Parmi les fans des Corinthians, et même parmi les joueurs de l’équipe, certains se sont plaints d’une punition éternelle, qui empêcherait l’entraîneur de travailler pour toujours. D’autres ont déploré l’implication de l’équipe dans des questions politiques qui allaient au-delà du perdant et gagnant des matchs de football. En fait, d’un point de vue pénal, il n’y avait rien d’autre à faire, étant donné que les joueurs accusés de viol avaient déjà été condamnés en Suisse – et n’avaient pas purgé de peine car ils se trouvaient au Brésil. La peine a fini par expirer. Les aspects pénaux du processus n’avaient plus vraiment d’importance. Il y a cependant une question morale qui reste ouverte.

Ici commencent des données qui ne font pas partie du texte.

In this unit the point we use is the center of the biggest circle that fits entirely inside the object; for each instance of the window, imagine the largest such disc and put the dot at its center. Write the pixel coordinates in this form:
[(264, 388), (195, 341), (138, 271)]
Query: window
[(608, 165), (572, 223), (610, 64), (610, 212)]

Assumer la vérité objective des faits, s’excuser et s’excuser sont des conditions nécessaires au pardon. La vérité a le pouvoir de restaurer, à partir du moment où elle apparaît, elle engendre la repentance et l’excuse. C’est le principe qui a guidé les commissions de restauration d’événements historiques traumatisants, comme cela s’est produit dans l’après-apartheid, en Afrique du Sud, et ce qui a été tenté au Brésil, sans succès. L’échec de la Commission brésilienne de la vérité vient du fait que les forces armées, les principales impliquées dans les crimes de la dictature, n’ont jamais voulu assumer leurs erreurs.

Cuca et les joueurs de Grêmio ont également refusé d’assumer les faits. L’entraîneur a même insisté sur le fait qu’il n’avait aucune raison de s’excuser, car il était innocent. Il est cependant difficile de croire en sa défense, compte tenu des faits objectifs qui ont été révélés. Il dit qu’il est un dévot de Notre-Dame d’Aparecida. Prenez la religion au sérieux. Au travail L’Auto da Compadecidad’Ariano Suassuna, et dans le film basé sur le livre, le pardon et la compassion de Notre-Dame pour les pécheurs exigent, avant tout, un repentir sincère face aux erreurs, ce qui implique d’admettre les vérités factuelles de ce qui s’est passé, dans toutes ses dimensions.

Le mensonge préserve l’orgueil et l’arrogance. Ni Cuca ni les autres personnes impliquées dans l’affaire n’ont supposé ou présenté d’excuses pour ce qui s’était passé. Au contraire. Pendant des décennies, ses récits ont déconcerté l’opinion publique. Sans la vérité, il ne peut y avoir ni repentir ni pardon. Sans vérité, nous ne pouvons pas redresser les torts. Sans vérité, nous croyons aux menteurs et ne voyons pas les injustices. La vérité factuelle nous maintient connectés à un monde commun et donc, sans elle, la démocratie est en danger. Sans vérité factuelle, nous risquons de perdre nos repères et de succomber au chaos.

_______________
(Opinions exprimées par les rédacteurs du Revue USP sont de la seule responsabilité de leurs auteurs et ne reflètent pas les opinions du véhicule ou les positions institutionnelles de l’Université de São Paulo. Accédez à nos paramètres éditoriaux pour les articles d’opinion ici.)